We propose that the federal government continue to present its policies as backstops that can be superseded by equivalent provincial policies. However, the federal government must ensure that this co-operative approach does not result in reduced stringency by granting equivalency to provincial policies that are less likely to achieve a national zero-emission electricity system. To that end, we propose ongoing independent oversight of federal-provincial equivalency agreements by Canada’s Net-Zero Advisory Body, using the assessment expertise of the Canadian Institute for Climate Choices.

We also propose that the federal government encourage multi-government equivalency agreements with two or more neighbouring provinces that wish to be treated as one entity for the purpose of electricity-sector GHG emissions. Dramatic increases in wind and solar over the next decades will require massive investments in energy storage, especially in provinces that lack large hydro reservoirs.
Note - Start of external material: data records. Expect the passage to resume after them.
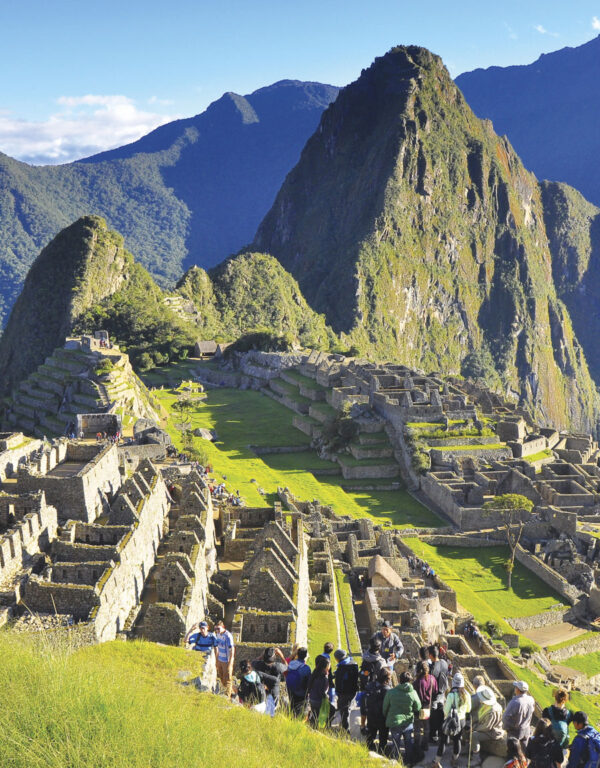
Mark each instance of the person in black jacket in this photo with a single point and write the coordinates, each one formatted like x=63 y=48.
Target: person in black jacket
x=346 y=684
x=374 y=696
x=271 y=669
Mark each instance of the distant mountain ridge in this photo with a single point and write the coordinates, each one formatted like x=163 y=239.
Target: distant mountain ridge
x=190 y=192
x=550 y=111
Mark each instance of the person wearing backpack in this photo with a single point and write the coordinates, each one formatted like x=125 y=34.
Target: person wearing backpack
x=374 y=696
x=559 y=717
x=518 y=713
x=456 y=709
x=426 y=687
x=439 y=670
x=372 y=663
x=346 y=684
x=400 y=706
x=251 y=691
x=543 y=750
x=296 y=681
x=271 y=671
x=585 y=749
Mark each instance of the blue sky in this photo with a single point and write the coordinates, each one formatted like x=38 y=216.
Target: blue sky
x=80 y=76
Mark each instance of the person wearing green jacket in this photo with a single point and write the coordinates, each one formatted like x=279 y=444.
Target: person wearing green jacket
x=400 y=707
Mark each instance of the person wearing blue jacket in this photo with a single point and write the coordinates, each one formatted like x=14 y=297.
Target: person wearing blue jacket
x=585 y=749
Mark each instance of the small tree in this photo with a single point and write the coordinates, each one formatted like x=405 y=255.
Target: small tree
x=512 y=508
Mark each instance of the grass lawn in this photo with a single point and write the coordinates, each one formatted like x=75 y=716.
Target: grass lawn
x=244 y=418
x=479 y=578
x=322 y=628
x=123 y=705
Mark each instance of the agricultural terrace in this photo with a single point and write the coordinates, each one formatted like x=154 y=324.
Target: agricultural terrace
x=246 y=421
x=479 y=578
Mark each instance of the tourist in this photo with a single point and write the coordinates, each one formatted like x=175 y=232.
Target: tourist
x=373 y=704
x=320 y=710
x=391 y=646
x=456 y=709
x=585 y=749
x=271 y=668
x=296 y=680
x=487 y=734
x=426 y=687
x=439 y=670
x=346 y=684
x=518 y=713
x=559 y=717
x=543 y=750
x=224 y=654
x=200 y=639
x=514 y=753
x=251 y=691
x=400 y=706
x=372 y=664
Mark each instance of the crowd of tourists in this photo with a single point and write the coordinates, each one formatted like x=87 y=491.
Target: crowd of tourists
x=403 y=715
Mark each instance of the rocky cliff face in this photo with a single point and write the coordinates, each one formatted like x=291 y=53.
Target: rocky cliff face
x=420 y=235
x=83 y=264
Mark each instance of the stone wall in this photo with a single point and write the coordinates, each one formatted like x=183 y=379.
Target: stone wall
x=570 y=593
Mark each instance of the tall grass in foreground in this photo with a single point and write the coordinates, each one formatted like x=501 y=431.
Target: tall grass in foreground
x=123 y=704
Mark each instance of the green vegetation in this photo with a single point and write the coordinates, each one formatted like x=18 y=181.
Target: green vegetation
x=245 y=418
x=572 y=641
x=347 y=617
x=124 y=705
x=479 y=580
x=322 y=628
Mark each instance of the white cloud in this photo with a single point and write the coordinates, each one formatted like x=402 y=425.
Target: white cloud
x=82 y=126
x=543 y=31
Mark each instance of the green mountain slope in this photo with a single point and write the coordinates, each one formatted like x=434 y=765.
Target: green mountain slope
x=190 y=192
x=249 y=292
x=420 y=235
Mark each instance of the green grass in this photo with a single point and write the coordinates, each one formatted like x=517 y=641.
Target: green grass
x=123 y=705
x=542 y=692
x=588 y=664
x=539 y=455
x=479 y=578
x=347 y=609
x=322 y=628
x=244 y=418
x=567 y=643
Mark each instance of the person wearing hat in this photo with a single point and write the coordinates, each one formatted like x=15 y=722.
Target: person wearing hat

These costs can be significantly lowered if federal policy promotes expanded grid interties between hydro reservoir–endowed provinces and their neighbours. However, given the primacy of provincial jurisdiction in electricity, this cost-saving interprovincial system co-ordination will only happen where provincial governments are willing. In this regard, the past decade has witnessed promising developments at least in the Atlantic provinces with the development of the Maritime Link transmission line.

As noted, our report is about federal policy to achieve a national objective, that being a zero-emission Canadian electricity system. Our report is thus silent on many other policy concerns of electricity system stakeholders. These unaddressed topics include centralized versus decentralized generation, economically efficient system operation, the pros and cons of public versus private ownership, financing capacity investments, electricity affordability, electric utility regulation, transition support for displaced workers, reliability of electricity generation and distribution as non-dispatchable renewables and electricity demand peaks increase, non-GHG environmental and social trade-offs of alternative zero-emission electricity options, cost-effective energy efficiency and load shifting, innovation and adoption in energy storage, reconciliation with Indigenous Peoples, and special challenges of zero-emission electricity in remote and northern communities. Many of these issues will be primarily addressed by provincial governments, each with their own priorities and preferred methods. However, the federal government must play a key role in supporting the net-zero transition in Indigenous and northern communities, given its clear constitutional responsibilities in these areas.